Canadian ice hockey player (born 1973)

Scott Ferguson (born January 6, 1973) is a Canadian Métis former professional ice hockey defenceman who played in the National Hockey League (NHL) with the Edmonton Oilers, Mighty Ducks of Anaheim and Minnesota Wild.

==Playing career==
A great performance for the Kamloops Blazers, in the Western Hockey League (WHL) during the 1993-94 season earned Ferguson a second team all-star berth and a free agent contract from the Edmonton Oilers, which launched his professional career.

After spending most of seven seasons in the minor leagues (with the Cape Breton Oilers, Hamilton Bulldogs and Cincinnati Mighty Ducks), with only three NHL games (with Edmonton and the Mighty Ducks of Anaheim), Ferguson landed a regular job with the Oilers as a sixth/seventh defenceman, where he would play the following three seasons. Ferguson played in Sweden's HockeyAllsvenskan for Skovde IK during the NHL lockout.
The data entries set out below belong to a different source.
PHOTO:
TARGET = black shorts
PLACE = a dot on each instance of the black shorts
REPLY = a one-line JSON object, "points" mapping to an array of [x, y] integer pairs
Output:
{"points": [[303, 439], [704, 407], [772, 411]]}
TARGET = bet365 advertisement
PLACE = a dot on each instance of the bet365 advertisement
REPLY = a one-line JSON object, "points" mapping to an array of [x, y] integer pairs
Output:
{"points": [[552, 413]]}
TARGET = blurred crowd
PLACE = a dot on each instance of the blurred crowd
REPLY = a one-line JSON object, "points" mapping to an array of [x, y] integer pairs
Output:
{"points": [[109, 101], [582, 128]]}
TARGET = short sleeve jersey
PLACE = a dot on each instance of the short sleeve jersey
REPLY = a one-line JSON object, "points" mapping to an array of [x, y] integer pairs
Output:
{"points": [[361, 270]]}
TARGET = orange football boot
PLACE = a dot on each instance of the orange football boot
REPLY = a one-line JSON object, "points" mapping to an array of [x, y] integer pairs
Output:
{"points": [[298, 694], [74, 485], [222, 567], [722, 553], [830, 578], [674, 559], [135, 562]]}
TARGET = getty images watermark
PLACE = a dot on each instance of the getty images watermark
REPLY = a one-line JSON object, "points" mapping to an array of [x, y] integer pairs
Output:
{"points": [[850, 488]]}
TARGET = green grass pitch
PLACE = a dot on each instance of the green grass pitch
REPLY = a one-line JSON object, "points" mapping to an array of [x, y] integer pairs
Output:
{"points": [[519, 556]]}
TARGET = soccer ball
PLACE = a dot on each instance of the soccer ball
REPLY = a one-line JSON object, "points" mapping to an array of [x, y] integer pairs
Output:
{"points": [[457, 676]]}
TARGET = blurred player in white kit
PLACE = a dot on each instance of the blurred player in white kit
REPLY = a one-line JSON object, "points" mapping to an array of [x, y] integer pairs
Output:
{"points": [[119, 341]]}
Ferguson signed for the Minnesota Wild after the lockout ended. He played 15 games for the Wild and spent much of his tenure with their AHL affiliate the Houston Aeros. He then signed a one-year contract with the San Jose Sharks but was assigned to the Worcester Sharks and never played a game for San Jose.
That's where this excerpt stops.